Brasil, OPAS e OMS colaboram para expandir capacidade de produção de vacinas do país

O Ministério da Saúde do Brasil, a Organização Pan-Americana da Saúde (OPAS) e a Organização Mundial da Saúde (OMS) discutiram neste sábado (3) uma colaboração técnica para ampliar a capacidade de produção nacional de vacinas do país. A decisão foi tomada após encontro virtual do diretor-geral da OMS, Tedros Adhanom Ghebreyesus, com o ministro da Saúde, Marcelo Queiroga, e a representante da OPAS e da OMS no Brasil, Socorro Gross.

Durante a reunião, foi analisada a possibilidade de adaptar parques industriais brasileiros que desenvolvem imunizantes para animais, de modo a que possam também produzir vacinas contra a COVID-19 em humanos. Essa expansão da capacidade brasileira poderá beneficiar não apenas a população local, mas também a de outros países.

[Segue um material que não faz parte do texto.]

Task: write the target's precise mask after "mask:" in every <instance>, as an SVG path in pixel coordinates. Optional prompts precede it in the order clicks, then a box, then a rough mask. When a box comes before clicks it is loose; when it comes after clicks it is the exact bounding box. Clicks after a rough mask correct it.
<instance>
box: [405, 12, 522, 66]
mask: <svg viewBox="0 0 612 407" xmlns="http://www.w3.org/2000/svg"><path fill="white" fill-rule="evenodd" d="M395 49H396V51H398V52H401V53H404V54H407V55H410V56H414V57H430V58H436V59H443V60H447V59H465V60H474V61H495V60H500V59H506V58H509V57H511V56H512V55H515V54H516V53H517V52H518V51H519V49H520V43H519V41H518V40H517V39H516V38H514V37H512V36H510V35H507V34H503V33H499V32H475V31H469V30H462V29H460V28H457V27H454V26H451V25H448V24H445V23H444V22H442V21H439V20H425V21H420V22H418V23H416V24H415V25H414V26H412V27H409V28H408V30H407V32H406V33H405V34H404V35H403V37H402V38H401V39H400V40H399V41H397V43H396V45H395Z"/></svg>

“A nossa prioridade é ampliar a vacinação. O problema de carência de vacinas não é só do Brasil. É um problema mundial. Até países desenvolvidos encontram dificuldades com o aporte de doses”, afirmou Marcelo Queiroga, acrescentando que dois grandes laboratórios brasileiros, da Fiocruz e do Instituto Butantã, têm capacidade de produção de vacinas contra a COVID-19.

Em entrevista após a reunião, o ministro da Saúde ressaltou que é necessário reforçar as medidas para evitar a circulação do vírus. “Todos sabemos que o uso de máscara é fundamental. Para tanto, é necessário que haja a adesão da população brasileira. A higiene das mãos com água e sabão, o uso de álcool em gel, evitar aglomeração entre as pessoas”, enumerou.

De acordo com Socorro Gross, essas medidas ajudam a ganhar tempo, principalmente em um momento de baixa disponibilidade mundial de vacinas. “Hoje, é momento de união e reflexão. Não temos como diminuir a transmissão desta doença se cada um de nós não aplicarmos as medidas de utilizar a máscara, sempre lavar nossas mãos, fazer o distanciamento físico e, especialmente, não ter aglomeração. Os jovens também têm uma grande responsabilidade de cuidar dos que hoje são mais vulneráveis. Hoje, é o momento em que o Brasil pode mostrar esta união. Este SUS (Sistema Único de Saúde), que é único, pode sim mudar o rumo desta pandemia”, avaliou.

No encontro, foi abordada ainda a busca por insumos estratégicos, como os medicamentos para intubação de pacientes internados com COVID-19. A pedido do Ministério da Saúde do Brasil, a OPAS está buscando esses produtos no mercado internacional. A previsão é que os medicamentos cheguem de forma escalonada em até cinco semanas.